Für ihren geschulten Journalistenblick sah es nach Insiderinformation aus, wenn Geiseln genommen wurden, die sich auf einer Privatführung durch das Museum befunden hatten. Es war kein Einbruch, der versehentlich zu einer Geiselsituation geführt hatte, sondern eine sorgfältig geplante Unternehmung. Aber zu welchem Zweck?

Es herrschte kein Mangel an radikalen Organisationen innerhalb der Türkei, die gegen die EU waren, genau wie es antitürkische Gruppen über ganz Europa verteilt gab.

Tatsächlich war es noch nicht lange her, dass es erheblichen Widerstand auf offizieller Ebene in der EU selbst gegeben hatte, vor allem von Deutschland und Frankreich. Er kam in verschiedener Weise zum Ausdruck, etwa als Sorge über die schlechte Menschenrechtssituation in der Türkei oder die Einstellung des Landes zur Pressefreiheit. Doch es gab wenig Zweifel darüber, dass die Angst vor der Öffnung der EU für einen Staat mit siebzig Millionen Moslems eine erhebliche Rolle spielte.

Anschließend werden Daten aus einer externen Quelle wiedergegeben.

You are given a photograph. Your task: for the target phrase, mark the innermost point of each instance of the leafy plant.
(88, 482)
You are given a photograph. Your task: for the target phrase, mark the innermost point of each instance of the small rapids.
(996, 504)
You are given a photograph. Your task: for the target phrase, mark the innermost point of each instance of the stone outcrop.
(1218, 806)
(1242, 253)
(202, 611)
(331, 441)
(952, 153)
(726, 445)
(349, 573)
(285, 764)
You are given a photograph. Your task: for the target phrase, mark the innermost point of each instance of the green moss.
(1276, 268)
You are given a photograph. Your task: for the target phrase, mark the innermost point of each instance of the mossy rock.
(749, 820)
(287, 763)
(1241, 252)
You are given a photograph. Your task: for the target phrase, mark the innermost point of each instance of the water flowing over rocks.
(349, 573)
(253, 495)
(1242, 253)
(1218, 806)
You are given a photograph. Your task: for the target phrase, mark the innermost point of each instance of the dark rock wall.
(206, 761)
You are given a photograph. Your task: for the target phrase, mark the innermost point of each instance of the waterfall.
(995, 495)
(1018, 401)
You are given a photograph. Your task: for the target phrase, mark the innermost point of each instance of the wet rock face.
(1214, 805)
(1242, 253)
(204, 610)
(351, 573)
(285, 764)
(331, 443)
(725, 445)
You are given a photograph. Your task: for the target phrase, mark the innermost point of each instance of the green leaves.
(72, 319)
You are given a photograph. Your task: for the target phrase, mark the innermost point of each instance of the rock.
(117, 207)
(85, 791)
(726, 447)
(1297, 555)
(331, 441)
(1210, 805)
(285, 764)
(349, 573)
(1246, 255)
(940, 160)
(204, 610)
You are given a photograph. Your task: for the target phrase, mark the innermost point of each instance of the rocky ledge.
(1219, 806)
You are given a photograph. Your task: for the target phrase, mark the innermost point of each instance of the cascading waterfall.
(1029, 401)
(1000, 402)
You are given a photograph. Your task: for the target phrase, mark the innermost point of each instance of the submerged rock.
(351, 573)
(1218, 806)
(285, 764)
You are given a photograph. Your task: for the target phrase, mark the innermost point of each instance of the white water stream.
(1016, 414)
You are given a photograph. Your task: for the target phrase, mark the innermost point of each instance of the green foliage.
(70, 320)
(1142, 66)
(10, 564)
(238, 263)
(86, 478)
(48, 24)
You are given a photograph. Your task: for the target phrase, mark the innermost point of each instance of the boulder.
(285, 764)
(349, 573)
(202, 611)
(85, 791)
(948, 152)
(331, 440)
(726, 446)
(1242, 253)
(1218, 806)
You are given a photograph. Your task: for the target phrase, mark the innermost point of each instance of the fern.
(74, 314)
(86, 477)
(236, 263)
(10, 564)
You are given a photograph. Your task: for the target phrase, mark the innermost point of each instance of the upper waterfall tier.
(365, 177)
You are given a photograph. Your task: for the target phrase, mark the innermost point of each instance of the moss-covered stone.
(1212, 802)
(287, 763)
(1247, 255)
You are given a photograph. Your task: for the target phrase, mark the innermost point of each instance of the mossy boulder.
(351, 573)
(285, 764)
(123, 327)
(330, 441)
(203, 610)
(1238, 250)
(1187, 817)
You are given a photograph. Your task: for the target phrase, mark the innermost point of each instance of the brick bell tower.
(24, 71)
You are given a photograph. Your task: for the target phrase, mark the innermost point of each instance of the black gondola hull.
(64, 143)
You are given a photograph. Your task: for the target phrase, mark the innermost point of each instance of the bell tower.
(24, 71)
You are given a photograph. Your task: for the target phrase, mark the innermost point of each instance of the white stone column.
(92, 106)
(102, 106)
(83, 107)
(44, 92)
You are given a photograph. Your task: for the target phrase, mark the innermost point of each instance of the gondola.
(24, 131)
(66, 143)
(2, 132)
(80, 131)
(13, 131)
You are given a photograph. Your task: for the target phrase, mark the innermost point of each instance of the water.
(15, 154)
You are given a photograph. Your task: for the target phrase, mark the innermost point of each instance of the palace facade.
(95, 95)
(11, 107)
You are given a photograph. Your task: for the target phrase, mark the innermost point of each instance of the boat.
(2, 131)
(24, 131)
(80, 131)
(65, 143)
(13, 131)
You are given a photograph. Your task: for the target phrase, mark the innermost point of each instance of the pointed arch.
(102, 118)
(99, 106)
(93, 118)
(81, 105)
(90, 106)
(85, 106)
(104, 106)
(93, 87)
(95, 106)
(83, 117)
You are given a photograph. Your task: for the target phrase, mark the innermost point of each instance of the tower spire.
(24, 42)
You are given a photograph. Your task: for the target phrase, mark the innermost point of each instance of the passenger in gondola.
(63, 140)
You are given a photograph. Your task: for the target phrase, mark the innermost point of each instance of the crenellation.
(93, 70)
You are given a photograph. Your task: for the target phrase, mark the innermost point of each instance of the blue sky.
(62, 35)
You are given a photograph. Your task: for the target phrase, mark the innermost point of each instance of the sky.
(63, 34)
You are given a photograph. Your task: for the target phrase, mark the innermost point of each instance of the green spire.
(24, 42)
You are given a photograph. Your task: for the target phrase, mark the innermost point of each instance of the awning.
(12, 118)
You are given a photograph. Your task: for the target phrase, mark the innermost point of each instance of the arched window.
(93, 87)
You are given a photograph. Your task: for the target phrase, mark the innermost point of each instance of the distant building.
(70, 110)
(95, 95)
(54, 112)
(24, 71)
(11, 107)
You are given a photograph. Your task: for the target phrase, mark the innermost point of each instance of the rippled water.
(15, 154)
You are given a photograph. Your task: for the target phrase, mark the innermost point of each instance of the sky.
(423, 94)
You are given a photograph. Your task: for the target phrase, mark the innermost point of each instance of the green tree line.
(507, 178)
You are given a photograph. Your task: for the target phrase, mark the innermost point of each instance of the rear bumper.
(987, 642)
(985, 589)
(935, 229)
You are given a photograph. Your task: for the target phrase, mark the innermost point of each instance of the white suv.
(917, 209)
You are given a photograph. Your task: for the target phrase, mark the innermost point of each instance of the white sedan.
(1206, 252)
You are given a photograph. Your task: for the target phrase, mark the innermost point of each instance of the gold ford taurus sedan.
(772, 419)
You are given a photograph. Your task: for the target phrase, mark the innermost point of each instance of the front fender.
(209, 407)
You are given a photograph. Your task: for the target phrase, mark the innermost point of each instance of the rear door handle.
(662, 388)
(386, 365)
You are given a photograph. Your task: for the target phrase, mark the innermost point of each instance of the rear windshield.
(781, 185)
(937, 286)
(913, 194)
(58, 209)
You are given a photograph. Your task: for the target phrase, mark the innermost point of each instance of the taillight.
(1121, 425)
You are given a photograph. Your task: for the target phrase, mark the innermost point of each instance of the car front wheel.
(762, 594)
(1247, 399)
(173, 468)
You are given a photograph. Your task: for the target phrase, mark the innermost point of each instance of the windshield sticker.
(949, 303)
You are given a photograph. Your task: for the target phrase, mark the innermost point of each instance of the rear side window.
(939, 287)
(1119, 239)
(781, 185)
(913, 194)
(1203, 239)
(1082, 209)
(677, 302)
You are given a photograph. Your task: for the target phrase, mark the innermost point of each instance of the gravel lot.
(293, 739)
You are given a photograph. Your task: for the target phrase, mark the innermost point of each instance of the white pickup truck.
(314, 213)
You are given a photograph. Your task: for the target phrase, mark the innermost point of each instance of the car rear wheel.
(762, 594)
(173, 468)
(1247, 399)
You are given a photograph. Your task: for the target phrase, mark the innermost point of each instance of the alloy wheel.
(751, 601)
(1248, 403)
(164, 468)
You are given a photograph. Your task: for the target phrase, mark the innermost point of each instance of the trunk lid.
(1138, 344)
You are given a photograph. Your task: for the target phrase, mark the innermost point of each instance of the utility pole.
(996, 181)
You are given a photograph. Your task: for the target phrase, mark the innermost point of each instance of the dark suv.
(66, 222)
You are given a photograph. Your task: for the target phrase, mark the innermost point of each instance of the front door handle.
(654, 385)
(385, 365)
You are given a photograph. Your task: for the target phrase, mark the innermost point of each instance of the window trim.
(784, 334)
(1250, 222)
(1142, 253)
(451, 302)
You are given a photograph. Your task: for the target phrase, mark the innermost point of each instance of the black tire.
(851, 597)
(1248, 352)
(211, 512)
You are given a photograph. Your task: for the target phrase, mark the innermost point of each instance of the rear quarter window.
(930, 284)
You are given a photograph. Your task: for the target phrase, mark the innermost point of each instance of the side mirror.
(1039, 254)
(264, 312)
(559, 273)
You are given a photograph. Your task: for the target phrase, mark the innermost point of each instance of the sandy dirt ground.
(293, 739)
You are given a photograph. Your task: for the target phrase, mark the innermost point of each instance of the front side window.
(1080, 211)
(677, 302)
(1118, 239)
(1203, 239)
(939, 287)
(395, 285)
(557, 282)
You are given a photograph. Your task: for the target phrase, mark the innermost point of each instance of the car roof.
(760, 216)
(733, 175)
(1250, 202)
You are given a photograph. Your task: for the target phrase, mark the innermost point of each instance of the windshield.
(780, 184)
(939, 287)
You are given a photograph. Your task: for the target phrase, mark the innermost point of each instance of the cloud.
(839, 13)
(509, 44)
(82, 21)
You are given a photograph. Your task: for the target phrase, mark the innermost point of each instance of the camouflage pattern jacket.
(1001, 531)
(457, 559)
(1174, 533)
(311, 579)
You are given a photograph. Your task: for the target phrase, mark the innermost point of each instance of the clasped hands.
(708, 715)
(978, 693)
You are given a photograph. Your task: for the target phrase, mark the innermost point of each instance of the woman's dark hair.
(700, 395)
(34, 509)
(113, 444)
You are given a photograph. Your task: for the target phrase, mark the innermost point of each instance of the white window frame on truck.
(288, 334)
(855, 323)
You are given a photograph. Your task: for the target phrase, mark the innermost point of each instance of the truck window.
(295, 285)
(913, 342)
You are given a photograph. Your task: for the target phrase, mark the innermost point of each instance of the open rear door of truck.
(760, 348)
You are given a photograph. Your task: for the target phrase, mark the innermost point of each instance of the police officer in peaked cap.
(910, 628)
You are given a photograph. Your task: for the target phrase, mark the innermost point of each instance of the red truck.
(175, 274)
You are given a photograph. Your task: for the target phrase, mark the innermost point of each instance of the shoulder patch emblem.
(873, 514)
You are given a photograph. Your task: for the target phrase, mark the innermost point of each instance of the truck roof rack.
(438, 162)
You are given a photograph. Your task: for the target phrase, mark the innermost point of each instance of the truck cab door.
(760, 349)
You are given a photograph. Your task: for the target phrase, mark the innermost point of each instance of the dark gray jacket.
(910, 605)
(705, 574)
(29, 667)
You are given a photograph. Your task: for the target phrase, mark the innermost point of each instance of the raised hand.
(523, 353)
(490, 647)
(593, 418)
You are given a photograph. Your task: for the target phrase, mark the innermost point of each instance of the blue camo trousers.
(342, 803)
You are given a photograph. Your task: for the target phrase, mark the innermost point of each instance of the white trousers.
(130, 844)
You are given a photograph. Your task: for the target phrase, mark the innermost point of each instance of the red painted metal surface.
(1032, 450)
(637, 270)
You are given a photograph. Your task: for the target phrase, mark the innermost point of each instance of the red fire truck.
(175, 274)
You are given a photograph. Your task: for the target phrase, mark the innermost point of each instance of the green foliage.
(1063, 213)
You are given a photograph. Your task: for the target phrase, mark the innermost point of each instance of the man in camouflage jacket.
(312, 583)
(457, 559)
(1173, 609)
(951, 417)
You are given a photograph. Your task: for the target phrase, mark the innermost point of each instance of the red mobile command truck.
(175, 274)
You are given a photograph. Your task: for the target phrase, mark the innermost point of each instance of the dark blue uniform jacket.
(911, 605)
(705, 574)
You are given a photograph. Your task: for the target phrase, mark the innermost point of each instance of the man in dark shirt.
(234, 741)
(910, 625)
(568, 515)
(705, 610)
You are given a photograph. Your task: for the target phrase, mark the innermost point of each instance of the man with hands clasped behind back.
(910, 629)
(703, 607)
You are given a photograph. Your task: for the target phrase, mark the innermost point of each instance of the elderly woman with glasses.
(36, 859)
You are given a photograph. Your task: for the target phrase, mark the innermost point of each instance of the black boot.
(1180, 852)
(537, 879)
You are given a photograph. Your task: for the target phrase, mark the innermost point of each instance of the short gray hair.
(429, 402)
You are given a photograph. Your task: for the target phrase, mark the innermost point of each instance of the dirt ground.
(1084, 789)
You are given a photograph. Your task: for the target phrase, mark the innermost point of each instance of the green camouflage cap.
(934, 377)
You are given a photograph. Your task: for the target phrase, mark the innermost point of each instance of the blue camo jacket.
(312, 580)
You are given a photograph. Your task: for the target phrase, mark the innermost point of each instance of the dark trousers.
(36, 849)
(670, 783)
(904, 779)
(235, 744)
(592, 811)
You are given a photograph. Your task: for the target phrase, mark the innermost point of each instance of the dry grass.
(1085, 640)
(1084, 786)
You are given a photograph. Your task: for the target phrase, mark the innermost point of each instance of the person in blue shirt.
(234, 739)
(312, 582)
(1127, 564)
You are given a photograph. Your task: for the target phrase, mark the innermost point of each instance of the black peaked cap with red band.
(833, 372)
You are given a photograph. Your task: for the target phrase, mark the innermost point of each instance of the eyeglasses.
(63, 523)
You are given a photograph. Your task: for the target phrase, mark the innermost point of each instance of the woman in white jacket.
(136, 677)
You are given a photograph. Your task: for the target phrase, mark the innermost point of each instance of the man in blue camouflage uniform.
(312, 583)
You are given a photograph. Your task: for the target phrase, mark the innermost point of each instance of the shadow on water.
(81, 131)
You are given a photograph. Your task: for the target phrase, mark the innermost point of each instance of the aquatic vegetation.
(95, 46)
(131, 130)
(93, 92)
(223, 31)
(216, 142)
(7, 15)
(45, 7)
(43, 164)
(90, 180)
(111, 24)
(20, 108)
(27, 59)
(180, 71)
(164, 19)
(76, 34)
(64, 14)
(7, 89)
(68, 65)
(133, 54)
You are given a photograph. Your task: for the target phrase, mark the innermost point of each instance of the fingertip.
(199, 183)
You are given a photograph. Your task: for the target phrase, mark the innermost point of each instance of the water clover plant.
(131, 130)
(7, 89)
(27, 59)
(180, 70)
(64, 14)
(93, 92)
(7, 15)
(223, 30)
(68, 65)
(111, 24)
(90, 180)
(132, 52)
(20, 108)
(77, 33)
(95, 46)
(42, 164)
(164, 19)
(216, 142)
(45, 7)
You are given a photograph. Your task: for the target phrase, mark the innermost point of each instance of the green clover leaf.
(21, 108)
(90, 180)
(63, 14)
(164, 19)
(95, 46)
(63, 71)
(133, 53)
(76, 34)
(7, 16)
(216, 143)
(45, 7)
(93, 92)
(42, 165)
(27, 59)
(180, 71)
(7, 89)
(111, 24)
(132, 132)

Was all das fast über Nacht änderte, waren Aufstände in der islamischen Welt von Nordafrika bis Pakistan. Die Türkei stand plötzlich als das scheinbar stabilste islamische Land in der Region da – ein entscheidender Verbündeter, dem die Rolle eines Energie-Drehkreuzes zwischen Europa und den ölreichen Ländern Zentralasiens zufallen konnte. Außerdem hatte der Aufstieg des Iran zur Nuklearmacht die politische Dynamik der gesamten Region verändert. Und es gab die Aussicht, dass sich ein riesiger Markt für die Länder auftat, die sich noch immer nicht vom Euro-Debakel erholt hatten. Die EU hatte also beschlossen, die Türkei an ihre Brust zu drücken und nach Westen blicken zu lassen, nicht nach Osten. Statt als untauglicher Kandidat behandelt zu werden, wie es in dem Bericht geheißen hatte, sah die Regierung in Ankara ihren Aufnahmeantrag plötzlich im Schnellverfahren durchgepeitscht.

Und jetzt das.

Der Fahrer kam wieder an Bord, und der Bus fuhr los. Jane steckte ihr Handy weg. Die türkischen Behörden waren besser in der Lage, die Motive der Terroristen zu beurteilen, aber es war merkwürdig, dass die Bande ihre Forderungen nicht sofort bekannt gegeben hatte. Und das von ihnen gewählte Ziel: ein säkularisiertes Baudenkmal, das nichtsdestoweniger das Christentum und den Islam symbolisierte. Was hatte das zu bedeuten? Ohne Frage würde das bis zu ihrer Ankunft zu Hause klar geworden sein.